Her love for mineralogy has steadily grown over the past five years since she joined the Society in 2011. She enjoys the Rock Talks as a primary place for her to learn and connect with others. Drawn to the beauty of copper and exploratory geology field, Anna considers herself a "hesitant collector" — mainly in response to the total amount of collected items shown in the picture above. For her, copper has been an important guiding force throughout her family's life, charting them on a global course. 

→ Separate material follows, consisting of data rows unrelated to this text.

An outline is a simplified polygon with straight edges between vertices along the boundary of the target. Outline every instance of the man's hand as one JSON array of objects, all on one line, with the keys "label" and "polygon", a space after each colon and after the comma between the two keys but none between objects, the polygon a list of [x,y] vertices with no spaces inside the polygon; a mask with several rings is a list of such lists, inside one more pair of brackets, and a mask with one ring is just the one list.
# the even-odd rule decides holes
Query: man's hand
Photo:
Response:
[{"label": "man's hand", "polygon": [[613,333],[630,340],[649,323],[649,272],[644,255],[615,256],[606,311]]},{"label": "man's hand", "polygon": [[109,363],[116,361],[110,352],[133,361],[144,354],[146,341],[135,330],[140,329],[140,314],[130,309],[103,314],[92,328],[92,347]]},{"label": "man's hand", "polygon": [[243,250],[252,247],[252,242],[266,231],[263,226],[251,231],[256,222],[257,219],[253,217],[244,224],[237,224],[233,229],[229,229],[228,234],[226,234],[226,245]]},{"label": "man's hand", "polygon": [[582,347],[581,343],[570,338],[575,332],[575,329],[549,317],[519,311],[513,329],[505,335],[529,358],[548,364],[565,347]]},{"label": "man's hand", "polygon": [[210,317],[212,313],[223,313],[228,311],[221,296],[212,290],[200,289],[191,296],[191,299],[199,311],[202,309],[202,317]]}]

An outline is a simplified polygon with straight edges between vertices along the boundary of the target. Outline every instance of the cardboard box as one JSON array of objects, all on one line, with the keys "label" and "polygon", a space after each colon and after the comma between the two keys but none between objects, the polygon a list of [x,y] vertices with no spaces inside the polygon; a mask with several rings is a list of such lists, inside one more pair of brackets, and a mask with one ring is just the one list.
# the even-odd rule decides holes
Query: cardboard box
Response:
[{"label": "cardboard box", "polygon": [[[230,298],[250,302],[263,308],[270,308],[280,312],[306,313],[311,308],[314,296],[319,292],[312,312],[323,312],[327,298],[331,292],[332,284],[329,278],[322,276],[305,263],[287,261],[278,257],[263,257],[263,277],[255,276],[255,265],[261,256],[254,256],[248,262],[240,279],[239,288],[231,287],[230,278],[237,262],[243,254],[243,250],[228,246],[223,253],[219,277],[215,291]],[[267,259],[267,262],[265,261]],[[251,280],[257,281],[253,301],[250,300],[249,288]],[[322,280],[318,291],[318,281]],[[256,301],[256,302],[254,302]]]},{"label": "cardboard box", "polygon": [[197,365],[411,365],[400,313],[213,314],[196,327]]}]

This past year, Anna was awarded the TGMS Annual Student Scholarship — a scholarship fund used to support and grow the knowledge of minerals at the university level. This summer, she plans on investing it abroad in New Zealand at a field camp, completing a field mapping course. As she collects data and samples, she will be learning how to process and interpret the data in meaningful and useful ways. This field mapping course is her 'real world' graduate program—putting together her two majors of Geology and Management Information Systems to good use.

Anna in her own words:

"I would like to express my great appreciation to the Tucson Gem and Mineral Society for awarding their Scholarship to me. I have been greatly inspired by the club and its members and all the wonderful events and opportunities I have experienced through them. The scholarship will allow me to attend geologic field camp — a mapping course I will complete in New Zealand. Thank you!" 

21 years old
Primary focus: Geology and studies at the University of Arizona
Society Member since 2011


Phyllis inspires you to explore.  She is a self-proclamed "digger", but not a "professional rock-hound."  She loves the hunt.  Over her lifetime she has explored and discovered many wonderful pieces, collected some, traded some and piled many up in her yard on the Eastside of Tucson.  She and her husband enjoy the quiet and also great views of the mountains from their home of 36 years.  After retiring from the Air Force they settled here.  Together they have hunted rocks all over Southern Arizona and beyond, uncovering some really fantastic pieces as well as a little gold here and there for fun.  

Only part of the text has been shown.